Toulouse n’est pas reconnue comme une terre de jeux vidéo, contrairement à Bordeaux, où est conçu Flight Simulator, ou à Montpellier, d’où viennent les Lapins Crétins… Mais elle pourrait le devenir. Zoom sur cinq pépites vidéoludiques conçues en terres toulousaines.
À Toulouse, les ingénieurs font des avions, pas des jeux ? Alors qu’en 2021 une étude du cabinet Accenture estime le marché vidéoludique à plus de 300 milliards de recettes, soit plus que les industries du cinéma et de la musique réunies, la quatrième ville de France ne semble pas conviée à la fête. Pourtant, à quelques sorties d’autoroute de là, les Montpelliérains d’Ubisoft ont développé des jeux Rayman et ceux du studio Blue Twelve ont acquis une visibilité mondiale avec Stray, le “jeu de l’année” des Pégases 2023, les oscars du jeu vidéo. De l’autre côté de la Garonne, les Bordelais aussi font parler d’eux à l’international avec Ubisoft, toujours, et avec Asobo, l’entreprise derrière la franchise d’aviation Flight Simulator.

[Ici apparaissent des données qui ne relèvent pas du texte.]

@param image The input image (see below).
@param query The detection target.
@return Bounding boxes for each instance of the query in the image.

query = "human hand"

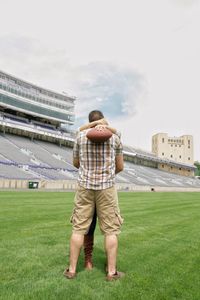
[96,118,108,125]
[95,125,107,131]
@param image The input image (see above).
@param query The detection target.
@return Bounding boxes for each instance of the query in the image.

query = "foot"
[85,260,93,270]
[63,268,76,279]
[106,271,125,281]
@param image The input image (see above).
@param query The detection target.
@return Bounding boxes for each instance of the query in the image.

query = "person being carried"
[79,118,121,270]
[64,110,124,280]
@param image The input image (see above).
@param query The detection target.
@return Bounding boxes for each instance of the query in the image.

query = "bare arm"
[79,119,108,131]
[115,154,124,174]
[73,158,80,169]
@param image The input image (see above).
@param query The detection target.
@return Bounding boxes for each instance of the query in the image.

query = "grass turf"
[0,192,200,300]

La Ville rose ne serait pas joueuse ? Pourtant, les travées toulousaines hébergent une vaste armada d’ingénieurs, d’écoles d’animation et d’arts visuels. Aussi, les choses pourraient changer. De nombreux programmeurs, designers, animateurs et scénaristes commencent à s’unir dans des projets locaux plus ou moins ambitieux. L’association Toulouse Game Dev œuvre même à entremêler les savoirs, les connaissances et les talents dans le but d’offrir un terreau fertile. De quoi permettre aux jeunes pousses de rester dans leur ville de cœur. Et certains embryons de réussite fleurissent déjà dans le marché du Xe art, comme l’explique Léonard Bertos, membre de cette structure associative : « Les indépendants ouvrent la voie. Ils sont notre meilleur espoir et il y a déjà de très bons exemples. » Petit florilèges de projets à suivre.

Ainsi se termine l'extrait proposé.